As aforementioned, another major factor that influences OSR is potential rate of reproduction (PRR). Any sexual differences in the PRR will also change the OSR, so it is important to look at factors that change PRR as well. These include constraints to environmental factors such as food or nesting sites. For example, if males are required to provide a nutrient high gift before mating (most likely food) then when nutrients available is high, the OSR will be male-biased because there is plenty of nutrients available to provide gifts. However, if nutrients is low, less males will be ready to reproduce, causing the population to have a female-biased OSR. Another example would be if, in a certain species, males provided care for offspring and a nest. If the availability of nesting sites decreased, we would see the population trend towards a more female-biased OSR because only a small number of males actually have a nest while all the females, regardless of a nest or not, are still producing eggs.

==Some factors that OSR predicts==
A major factor that OSR can predict is the opportunity for sexual selection. As the OSR becomes more biased, the sex that is in excess will tend to undergo more competition for mates and therefore undergo strong sexual selection.
Intensity of competition is also a factor that can be predicted by OSR. According to sexual selection theory, whichever sex is more abundant is expected to compete more strongly and the sex that is less abundant is expected to be "choosier" in who they decide to mate with. It would be expected that when an OSR is more biased to one sex than the other, that one would observe more interaction and competition from the sex that is more available to mate. When the population is more female-biased, more female-female competition is observed and the opposite is seen for a male population where a male bias would cause more male-male interaction and competitiveness. Though both sexes may be competing for mates, it is important to remember that the biased OSR predicts which sex is the predominant competitor (the sex that exhibits the most competition).

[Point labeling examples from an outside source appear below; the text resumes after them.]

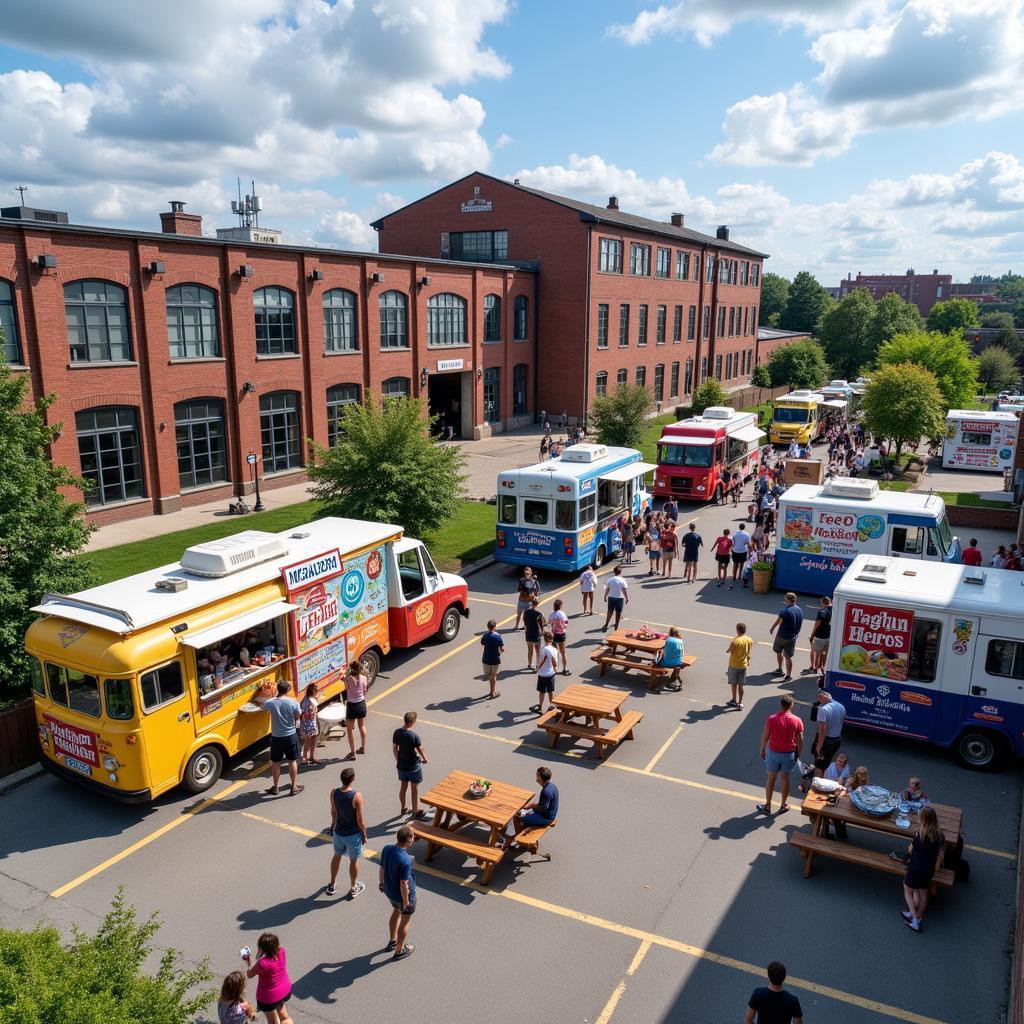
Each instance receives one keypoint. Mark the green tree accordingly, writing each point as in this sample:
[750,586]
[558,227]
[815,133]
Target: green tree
[774,292]
[806,304]
[801,364]
[996,369]
[40,529]
[846,334]
[893,314]
[709,393]
[948,356]
[956,314]
[98,979]
[386,467]
[621,418]
[903,403]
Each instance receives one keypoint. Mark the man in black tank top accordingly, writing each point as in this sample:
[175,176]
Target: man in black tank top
[348,832]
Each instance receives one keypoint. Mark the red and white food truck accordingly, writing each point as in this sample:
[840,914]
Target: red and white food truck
[696,457]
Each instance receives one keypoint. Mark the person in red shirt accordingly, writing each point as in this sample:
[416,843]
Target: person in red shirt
[972,556]
[723,551]
[781,744]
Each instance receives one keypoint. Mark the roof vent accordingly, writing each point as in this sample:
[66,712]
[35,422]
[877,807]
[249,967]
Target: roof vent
[220,558]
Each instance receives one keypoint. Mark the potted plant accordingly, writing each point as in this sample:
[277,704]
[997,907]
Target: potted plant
[762,571]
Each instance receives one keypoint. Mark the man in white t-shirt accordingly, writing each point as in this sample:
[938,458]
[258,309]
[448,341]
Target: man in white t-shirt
[616,593]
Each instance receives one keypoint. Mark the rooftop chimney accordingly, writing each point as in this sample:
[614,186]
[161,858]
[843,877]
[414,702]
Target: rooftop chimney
[179,222]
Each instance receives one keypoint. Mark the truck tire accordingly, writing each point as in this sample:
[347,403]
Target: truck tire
[203,769]
[979,750]
[451,622]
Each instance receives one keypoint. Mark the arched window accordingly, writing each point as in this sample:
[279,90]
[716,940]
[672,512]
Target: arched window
[520,310]
[492,317]
[8,324]
[340,326]
[192,322]
[111,455]
[274,309]
[394,331]
[96,312]
[337,398]
[199,430]
[445,321]
[279,421]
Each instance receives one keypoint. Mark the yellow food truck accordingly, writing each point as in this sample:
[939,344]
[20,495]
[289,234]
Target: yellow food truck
[156,679]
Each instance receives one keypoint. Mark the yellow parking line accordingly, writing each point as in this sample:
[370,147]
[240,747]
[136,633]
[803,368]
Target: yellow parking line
[649,938]
[609,1007]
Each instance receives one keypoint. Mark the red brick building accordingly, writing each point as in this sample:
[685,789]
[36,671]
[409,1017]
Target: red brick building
[924,290]
[620,297]
[173,355]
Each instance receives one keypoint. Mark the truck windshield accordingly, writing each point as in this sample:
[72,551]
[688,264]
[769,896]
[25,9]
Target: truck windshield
[786,414]
[694,456]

OSR can also predict what will happen to mate guarding in a population. As OSR becomes more biased to one sex, it can be observed that mate-guarding will increase. This is likely due to the fact that rival numbers (number of a certain sex that are also ready to mate) are increased. If a population is male-biased then there are a lot more rival males to compete for a mate, meaning that those who have a mate already are more likely to guard the mate that they have.

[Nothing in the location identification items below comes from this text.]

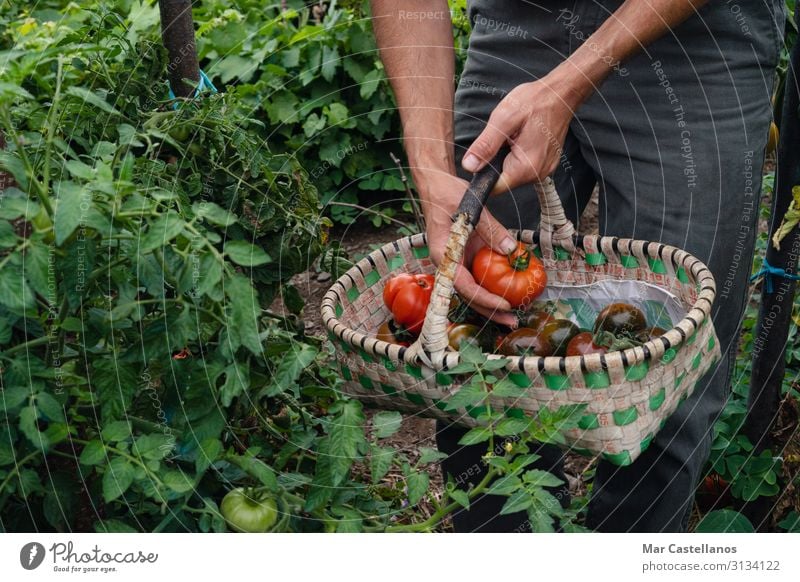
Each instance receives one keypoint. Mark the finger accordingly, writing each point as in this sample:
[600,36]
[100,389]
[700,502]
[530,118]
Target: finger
[518,169]
[502,124]
[495,235]
[476,295]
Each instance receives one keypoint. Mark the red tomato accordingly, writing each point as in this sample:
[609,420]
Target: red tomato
[518,277]
[407,297]
[583,344]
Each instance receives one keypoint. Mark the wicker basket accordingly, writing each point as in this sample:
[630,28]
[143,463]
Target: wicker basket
[628,394]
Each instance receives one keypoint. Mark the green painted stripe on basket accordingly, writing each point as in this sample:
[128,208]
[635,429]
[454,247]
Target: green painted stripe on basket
[353,293]
[561,253]
[596,259]
[669,355]
[475,411]
[681,275]
[637,371]
[395,262]
[520,379]
[515,413]
[589,422]
[657,266]
[620,459]
[597,379]
[556,381]
[371,278]
[421,252]
[627,416]
[443,379]
[415,398]
[658,399]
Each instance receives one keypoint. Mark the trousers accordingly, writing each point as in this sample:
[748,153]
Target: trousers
[675,139]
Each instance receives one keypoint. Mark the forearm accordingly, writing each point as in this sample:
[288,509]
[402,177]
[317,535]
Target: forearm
[627,31]
[415,39]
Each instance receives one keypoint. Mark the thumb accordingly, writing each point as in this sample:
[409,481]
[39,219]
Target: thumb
[494,234]
[489,142]
[515,173]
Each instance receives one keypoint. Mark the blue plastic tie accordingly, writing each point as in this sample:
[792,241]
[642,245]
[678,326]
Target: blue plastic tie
[205,83]
[768,272]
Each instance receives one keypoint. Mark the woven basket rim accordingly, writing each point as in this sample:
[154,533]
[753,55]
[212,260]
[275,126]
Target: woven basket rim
[695,317]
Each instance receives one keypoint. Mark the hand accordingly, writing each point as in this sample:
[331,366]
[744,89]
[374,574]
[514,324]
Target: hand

It is also important to consider that OSR has limited predictive power, because engaging in competition is not always the best strategy in response to a highly competitive environments. For example, alternative reproductive tactics can evolve where individuals seek fertilisation through other means than direct competition.

== Further examples of factors that affect OSR==
- Sex in age at maturity is another possible factor that can affect OSR. If it takes one sex longer to mature than the other, it would be expected to see a biased OSR of the sex that matured faster, most of the time.

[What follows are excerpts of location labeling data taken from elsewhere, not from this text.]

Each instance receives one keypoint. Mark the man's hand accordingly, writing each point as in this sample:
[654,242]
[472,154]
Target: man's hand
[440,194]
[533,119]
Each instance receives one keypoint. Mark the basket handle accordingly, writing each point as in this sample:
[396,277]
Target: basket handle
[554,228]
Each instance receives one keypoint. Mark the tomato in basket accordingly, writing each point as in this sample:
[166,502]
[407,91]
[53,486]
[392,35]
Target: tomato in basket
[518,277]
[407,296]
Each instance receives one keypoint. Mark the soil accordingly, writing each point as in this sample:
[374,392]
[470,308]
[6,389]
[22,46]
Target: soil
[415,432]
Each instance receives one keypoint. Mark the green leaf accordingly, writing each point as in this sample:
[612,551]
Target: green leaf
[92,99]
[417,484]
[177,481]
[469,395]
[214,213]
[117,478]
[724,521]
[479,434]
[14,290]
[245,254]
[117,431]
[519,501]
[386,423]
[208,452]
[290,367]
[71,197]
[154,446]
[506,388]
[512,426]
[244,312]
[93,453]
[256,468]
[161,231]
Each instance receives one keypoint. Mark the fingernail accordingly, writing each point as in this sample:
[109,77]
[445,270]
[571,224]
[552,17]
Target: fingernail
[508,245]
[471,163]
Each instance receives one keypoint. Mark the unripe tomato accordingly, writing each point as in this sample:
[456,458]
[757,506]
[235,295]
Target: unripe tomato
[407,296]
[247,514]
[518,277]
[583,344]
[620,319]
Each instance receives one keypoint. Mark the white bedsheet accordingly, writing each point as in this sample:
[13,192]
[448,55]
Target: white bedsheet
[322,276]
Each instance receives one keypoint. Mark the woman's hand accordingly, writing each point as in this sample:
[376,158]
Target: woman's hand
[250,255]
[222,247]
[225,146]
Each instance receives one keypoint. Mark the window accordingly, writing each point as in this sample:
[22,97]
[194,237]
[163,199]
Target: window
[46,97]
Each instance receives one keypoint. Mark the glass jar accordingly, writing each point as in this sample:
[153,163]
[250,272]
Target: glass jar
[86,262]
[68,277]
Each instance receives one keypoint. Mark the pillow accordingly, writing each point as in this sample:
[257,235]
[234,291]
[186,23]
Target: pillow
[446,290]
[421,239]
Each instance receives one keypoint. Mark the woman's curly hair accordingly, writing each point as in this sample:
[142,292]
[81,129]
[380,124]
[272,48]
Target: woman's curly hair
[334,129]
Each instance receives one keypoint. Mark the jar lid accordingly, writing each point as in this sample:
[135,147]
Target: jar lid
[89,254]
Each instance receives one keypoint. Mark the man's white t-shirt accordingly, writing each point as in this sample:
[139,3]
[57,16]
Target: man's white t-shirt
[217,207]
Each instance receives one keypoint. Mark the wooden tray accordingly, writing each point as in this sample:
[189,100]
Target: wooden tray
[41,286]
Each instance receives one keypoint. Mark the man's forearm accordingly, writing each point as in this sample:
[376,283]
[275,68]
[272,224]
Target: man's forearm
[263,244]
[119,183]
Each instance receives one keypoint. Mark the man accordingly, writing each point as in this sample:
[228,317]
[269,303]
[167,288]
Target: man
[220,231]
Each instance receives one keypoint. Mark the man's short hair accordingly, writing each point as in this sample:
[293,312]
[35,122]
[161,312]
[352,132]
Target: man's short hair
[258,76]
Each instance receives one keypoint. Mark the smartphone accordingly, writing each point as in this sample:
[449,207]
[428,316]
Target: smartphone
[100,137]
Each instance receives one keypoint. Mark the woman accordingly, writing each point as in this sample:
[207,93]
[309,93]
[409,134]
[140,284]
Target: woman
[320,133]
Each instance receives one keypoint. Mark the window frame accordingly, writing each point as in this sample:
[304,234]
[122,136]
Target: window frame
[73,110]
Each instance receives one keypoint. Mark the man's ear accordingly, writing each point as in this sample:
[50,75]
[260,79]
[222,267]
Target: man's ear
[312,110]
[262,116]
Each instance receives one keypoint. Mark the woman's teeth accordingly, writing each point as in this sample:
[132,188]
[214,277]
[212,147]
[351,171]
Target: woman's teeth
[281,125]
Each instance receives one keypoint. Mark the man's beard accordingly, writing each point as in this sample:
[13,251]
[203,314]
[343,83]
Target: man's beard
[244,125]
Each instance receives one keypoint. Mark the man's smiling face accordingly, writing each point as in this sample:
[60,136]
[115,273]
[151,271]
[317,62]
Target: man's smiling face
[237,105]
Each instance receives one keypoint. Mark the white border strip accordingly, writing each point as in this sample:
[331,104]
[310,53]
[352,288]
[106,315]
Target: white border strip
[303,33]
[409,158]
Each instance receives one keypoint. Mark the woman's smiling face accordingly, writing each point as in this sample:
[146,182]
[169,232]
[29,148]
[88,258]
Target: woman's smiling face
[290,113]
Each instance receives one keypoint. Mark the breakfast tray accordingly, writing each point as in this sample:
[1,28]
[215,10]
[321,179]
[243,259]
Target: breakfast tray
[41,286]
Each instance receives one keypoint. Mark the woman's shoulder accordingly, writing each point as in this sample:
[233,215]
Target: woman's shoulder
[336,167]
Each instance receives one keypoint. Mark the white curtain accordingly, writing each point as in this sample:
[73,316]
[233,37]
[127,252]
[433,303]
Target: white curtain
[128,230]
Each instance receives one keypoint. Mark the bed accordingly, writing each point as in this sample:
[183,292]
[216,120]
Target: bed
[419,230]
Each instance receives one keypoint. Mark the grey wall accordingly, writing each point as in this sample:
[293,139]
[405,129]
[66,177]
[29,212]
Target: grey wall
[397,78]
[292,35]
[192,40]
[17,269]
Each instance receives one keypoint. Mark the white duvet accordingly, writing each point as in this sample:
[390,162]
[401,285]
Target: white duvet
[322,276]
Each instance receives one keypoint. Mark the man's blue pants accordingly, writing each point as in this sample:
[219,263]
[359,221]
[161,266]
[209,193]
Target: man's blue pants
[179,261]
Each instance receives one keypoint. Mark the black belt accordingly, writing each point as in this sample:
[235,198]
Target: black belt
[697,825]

- Migration schedules differ between sexes which eventually leads to seasonal changes in the OSR. For example, if males arrive first to the migration site, then for a certain amount of time the population would have a male-biased OSR.
- Spatial distribution can also cause bias in the OSR. If there is a wide spatial distribution difference between the sexes, one would see a bias in the OSR depending on what area was being observed. There might be more males than females in one location causing a male-biased OSR in that particular location.
- Mortality can also change the OSR of a population. For example, if there is a high mortality rate in males of a specific species one would most likely observe a female-biased OSR.
- Temperature can play a large part in OSR of a population. In many reptiles, sex determination is dependent on temperature of the environment during embryonic development. Consistently warm or cool environments can result in large biases in sex ratio of a population.